The design is a comprehensive mesh network of wireless indoor sensors of various types designed to sense room occupancy and current activities. Based on the gathered information, smart lights would be controlled appropriately. The system would use machine learning to correlate activities and occupancy to lighting scenes.
Many sensor and lighting devices exist on the market that can be the building blocks of the system. Existing solutions require the users to write rules for triggering actions and scenes, and there is no known system that aggregates many various types of sensors into controlling the lighting. The types of sensors that would benefit the system would be door open, motion, IR occupancy, brightness, outlet power usage, weight, passive wifi/bluetooth radio, and "trip wire" sensors.

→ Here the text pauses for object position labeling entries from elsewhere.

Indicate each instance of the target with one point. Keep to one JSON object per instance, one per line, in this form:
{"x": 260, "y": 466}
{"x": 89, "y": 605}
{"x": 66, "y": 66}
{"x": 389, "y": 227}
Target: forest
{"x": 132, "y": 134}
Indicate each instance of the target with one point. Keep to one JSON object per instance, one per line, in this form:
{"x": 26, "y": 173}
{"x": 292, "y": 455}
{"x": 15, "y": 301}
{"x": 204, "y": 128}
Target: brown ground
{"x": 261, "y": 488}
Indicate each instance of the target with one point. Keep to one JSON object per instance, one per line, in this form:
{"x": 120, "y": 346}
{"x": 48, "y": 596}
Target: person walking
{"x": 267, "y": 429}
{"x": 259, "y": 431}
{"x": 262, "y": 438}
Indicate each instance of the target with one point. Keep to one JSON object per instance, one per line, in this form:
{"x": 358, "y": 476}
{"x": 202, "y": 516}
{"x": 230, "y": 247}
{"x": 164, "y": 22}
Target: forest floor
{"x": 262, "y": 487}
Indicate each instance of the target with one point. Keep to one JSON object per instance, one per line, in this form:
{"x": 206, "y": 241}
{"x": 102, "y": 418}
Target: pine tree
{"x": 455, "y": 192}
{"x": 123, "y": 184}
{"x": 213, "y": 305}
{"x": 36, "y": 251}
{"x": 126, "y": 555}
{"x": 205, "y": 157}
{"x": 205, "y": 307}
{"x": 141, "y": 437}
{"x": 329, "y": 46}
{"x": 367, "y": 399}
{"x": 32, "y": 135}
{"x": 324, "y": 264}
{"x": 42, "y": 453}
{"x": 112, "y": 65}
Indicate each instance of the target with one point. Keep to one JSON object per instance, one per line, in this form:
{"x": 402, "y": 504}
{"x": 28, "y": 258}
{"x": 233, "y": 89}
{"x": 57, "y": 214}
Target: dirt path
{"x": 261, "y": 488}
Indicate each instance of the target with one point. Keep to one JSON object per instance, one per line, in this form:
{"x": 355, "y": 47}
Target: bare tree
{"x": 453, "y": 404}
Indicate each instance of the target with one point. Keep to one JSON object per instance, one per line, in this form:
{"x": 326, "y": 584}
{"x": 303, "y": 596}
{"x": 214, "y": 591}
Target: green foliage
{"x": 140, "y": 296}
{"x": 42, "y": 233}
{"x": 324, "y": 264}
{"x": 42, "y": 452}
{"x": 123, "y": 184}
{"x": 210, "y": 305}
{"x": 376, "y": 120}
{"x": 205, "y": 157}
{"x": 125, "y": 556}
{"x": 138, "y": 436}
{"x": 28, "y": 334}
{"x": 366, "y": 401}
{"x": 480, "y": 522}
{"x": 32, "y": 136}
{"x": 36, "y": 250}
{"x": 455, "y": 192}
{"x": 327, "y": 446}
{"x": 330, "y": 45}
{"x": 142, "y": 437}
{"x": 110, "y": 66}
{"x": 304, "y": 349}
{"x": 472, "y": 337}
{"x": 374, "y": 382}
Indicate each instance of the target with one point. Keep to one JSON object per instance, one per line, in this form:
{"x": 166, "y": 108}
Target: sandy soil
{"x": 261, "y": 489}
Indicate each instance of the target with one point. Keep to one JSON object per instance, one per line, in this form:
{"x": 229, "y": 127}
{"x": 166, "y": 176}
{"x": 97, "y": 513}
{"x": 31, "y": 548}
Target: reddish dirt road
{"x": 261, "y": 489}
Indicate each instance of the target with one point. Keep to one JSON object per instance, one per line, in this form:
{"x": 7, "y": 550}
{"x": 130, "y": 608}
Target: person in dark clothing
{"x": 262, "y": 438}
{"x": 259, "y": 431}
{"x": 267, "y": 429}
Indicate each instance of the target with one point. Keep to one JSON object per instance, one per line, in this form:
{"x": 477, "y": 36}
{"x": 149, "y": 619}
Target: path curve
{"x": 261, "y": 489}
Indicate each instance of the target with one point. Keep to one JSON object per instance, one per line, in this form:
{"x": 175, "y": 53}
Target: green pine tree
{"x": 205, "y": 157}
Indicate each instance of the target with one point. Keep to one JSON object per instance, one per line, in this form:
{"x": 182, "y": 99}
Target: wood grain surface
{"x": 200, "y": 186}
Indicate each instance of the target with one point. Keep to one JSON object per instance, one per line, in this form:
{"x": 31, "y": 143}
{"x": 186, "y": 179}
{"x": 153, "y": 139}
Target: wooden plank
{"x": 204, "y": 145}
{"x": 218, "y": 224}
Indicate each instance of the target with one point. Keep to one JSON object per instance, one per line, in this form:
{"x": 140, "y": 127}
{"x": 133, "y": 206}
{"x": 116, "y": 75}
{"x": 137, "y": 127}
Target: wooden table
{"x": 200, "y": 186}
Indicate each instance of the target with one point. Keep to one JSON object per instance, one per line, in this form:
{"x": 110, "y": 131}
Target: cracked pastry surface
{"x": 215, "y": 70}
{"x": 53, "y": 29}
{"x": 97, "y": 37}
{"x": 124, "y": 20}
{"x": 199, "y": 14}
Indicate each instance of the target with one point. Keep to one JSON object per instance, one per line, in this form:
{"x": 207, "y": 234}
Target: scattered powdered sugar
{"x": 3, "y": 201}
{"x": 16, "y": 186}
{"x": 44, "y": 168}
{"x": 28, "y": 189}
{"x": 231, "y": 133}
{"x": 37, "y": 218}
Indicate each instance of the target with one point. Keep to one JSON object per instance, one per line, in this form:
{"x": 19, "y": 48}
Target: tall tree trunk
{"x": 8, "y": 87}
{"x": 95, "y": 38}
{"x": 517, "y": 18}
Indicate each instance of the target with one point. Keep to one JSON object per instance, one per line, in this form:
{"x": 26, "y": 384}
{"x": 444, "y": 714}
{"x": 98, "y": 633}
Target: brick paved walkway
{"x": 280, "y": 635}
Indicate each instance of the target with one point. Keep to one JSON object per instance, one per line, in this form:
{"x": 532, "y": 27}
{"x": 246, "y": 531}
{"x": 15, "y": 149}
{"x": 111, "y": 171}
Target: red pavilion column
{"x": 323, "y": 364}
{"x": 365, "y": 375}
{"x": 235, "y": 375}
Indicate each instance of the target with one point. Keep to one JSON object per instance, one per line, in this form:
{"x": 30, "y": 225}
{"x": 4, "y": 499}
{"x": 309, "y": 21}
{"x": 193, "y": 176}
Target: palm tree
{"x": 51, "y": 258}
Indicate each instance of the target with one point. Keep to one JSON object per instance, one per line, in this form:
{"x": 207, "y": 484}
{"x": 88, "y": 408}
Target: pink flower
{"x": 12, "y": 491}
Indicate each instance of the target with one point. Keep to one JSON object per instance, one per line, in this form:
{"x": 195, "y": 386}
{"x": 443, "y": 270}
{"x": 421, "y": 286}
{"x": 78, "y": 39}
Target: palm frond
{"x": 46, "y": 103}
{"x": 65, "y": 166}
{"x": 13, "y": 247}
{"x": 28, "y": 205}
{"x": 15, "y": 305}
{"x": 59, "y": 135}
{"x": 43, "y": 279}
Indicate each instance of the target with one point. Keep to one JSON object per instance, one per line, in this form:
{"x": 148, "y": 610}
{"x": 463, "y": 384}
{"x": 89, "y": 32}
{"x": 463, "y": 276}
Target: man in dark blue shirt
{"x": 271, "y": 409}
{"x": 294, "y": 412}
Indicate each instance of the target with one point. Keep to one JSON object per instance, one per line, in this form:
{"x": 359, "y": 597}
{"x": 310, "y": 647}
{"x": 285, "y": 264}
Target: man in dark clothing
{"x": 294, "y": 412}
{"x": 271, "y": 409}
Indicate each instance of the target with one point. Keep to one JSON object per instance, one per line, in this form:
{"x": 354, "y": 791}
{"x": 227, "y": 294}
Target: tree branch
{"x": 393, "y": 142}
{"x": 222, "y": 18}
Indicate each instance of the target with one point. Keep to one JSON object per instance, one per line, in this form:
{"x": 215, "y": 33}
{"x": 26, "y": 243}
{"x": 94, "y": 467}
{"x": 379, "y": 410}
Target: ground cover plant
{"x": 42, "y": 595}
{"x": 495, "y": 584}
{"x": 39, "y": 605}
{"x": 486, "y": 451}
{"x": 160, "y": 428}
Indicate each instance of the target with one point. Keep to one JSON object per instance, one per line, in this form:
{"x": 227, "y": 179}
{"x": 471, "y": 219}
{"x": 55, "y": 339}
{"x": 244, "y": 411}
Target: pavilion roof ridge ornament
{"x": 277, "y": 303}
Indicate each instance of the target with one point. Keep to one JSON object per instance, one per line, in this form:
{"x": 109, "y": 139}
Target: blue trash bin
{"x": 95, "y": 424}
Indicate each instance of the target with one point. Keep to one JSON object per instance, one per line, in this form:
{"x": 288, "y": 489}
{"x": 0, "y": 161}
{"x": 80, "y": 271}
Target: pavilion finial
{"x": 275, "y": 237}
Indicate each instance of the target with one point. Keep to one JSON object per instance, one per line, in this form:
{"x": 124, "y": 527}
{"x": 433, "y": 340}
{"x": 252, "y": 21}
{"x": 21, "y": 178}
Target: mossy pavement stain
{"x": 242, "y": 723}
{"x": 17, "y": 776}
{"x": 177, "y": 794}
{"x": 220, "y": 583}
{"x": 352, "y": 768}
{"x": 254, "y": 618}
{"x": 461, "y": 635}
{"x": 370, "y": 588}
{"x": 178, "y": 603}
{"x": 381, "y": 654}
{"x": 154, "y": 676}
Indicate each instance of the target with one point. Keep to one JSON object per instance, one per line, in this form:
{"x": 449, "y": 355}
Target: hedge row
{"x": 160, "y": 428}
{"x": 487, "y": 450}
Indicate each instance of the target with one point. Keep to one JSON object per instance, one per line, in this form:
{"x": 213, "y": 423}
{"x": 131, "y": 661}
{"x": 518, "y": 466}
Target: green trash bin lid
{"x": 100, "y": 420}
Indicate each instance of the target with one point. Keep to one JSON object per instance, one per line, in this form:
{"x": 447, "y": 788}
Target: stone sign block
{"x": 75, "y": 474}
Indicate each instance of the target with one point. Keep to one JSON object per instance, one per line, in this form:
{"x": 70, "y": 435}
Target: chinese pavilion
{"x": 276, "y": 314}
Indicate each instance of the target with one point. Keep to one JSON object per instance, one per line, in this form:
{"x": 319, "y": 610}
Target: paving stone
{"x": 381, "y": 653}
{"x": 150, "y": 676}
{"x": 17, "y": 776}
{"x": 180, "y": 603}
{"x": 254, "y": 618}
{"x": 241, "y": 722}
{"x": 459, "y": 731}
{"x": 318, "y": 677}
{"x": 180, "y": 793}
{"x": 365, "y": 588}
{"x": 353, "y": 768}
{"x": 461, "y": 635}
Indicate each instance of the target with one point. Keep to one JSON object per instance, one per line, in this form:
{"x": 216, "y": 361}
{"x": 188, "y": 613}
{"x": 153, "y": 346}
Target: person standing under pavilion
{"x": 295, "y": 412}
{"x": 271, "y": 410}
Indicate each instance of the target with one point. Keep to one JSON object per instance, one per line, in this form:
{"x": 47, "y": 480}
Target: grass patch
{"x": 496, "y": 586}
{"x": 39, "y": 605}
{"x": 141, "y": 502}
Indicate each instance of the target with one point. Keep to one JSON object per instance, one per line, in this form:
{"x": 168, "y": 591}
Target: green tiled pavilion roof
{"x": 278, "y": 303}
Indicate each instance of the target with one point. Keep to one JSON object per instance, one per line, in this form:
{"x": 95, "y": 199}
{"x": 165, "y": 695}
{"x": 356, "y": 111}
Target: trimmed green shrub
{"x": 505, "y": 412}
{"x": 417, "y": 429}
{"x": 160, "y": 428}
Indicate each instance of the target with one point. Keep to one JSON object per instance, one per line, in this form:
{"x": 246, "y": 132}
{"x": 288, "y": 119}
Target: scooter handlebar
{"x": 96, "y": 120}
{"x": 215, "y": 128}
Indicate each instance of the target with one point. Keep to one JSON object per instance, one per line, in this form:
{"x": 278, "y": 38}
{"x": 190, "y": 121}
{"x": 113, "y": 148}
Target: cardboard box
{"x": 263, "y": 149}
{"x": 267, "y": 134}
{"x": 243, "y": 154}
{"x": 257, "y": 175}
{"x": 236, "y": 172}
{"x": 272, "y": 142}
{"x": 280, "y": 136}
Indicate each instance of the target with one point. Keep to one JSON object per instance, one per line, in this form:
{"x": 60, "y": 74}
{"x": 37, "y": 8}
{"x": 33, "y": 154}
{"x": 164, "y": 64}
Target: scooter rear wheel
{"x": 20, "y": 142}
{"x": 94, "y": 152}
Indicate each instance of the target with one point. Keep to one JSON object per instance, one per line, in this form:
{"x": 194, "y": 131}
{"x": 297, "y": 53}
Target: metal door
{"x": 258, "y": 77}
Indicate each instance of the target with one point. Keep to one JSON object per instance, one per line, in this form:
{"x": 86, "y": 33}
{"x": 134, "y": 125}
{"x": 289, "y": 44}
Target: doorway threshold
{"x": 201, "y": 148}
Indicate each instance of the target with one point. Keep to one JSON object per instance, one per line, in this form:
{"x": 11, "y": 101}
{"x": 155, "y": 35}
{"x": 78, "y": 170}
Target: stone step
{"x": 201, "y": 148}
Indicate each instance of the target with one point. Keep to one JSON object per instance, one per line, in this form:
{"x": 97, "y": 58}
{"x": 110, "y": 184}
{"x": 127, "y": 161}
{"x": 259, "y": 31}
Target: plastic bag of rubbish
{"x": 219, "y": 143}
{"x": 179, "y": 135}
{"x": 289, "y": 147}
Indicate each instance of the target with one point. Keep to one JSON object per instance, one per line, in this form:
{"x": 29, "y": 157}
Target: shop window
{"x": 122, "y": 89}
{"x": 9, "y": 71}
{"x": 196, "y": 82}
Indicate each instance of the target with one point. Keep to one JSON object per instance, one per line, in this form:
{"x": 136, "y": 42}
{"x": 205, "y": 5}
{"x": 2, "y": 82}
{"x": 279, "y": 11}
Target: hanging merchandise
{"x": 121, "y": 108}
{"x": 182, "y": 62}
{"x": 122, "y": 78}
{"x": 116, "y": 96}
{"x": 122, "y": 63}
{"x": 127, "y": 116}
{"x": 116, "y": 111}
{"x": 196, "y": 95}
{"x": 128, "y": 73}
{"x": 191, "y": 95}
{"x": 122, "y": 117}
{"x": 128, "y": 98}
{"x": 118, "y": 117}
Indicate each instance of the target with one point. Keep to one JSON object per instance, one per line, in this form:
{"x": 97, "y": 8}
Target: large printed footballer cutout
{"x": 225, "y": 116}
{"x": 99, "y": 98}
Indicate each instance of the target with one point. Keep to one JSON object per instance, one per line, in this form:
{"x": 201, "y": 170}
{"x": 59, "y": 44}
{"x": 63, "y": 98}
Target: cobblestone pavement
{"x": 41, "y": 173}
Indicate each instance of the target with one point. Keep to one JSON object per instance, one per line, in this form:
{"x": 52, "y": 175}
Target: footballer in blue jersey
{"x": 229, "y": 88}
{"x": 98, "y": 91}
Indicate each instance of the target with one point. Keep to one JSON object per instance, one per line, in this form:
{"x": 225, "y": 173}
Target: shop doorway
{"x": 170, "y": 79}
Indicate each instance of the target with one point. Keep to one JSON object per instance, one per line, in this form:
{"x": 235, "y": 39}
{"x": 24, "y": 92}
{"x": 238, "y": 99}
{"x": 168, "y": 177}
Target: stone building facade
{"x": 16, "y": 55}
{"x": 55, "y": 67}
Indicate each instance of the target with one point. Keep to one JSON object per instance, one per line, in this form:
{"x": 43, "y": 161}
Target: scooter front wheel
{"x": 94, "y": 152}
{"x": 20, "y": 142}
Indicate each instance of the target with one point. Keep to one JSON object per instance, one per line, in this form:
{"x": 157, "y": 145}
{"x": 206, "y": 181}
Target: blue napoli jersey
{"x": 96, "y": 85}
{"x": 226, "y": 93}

By combining all the sensor values, it would be easy for machine learning to correlate an activity, such as watching a movie at night to a dim light scene, or reading a book requiring in the recliner to require adequate lighting in that location. The lighting could follow people through the house without manual control. Existing solutions typically rely on one sensor, such as a simple on/off motion sensor, which can result in poor prediction of actions. The proposed system could easily detect when a user is moving in the direction of a light that must be turned on by using input from many different sensors.
Many of these IoT sensors exist on the market with open protocols, such as Zigbee and Z-Wave. Furthermore, many smarthomes already contain at least one sensor, but it's not utilized effectively because it's on a rule based system that leads to a poor user experience. By using machine learning, the proposed system is scalable to the users' budgets, meaning many people can benefit from the system. Automated lighting is the next step in home convenience.
The hardware requirements of the system are fairly low. It needs enough CPU power to process the data in realtime, which should be satisfied by an affordable ARM CPU (such as a Raspberry PI) for medium smarthomes. The device needs to be able to receive the appropriate wireless communications, which would require a Zigbee or Z-Wave radio. It would also need to be connected to the home network, which could be via wifi or Ethernet. For low volume production, the device could be a Raspberry PI with a couple modules in a plastic case. For high volume production, a single-board computer with the necessary radios would be quite feasible.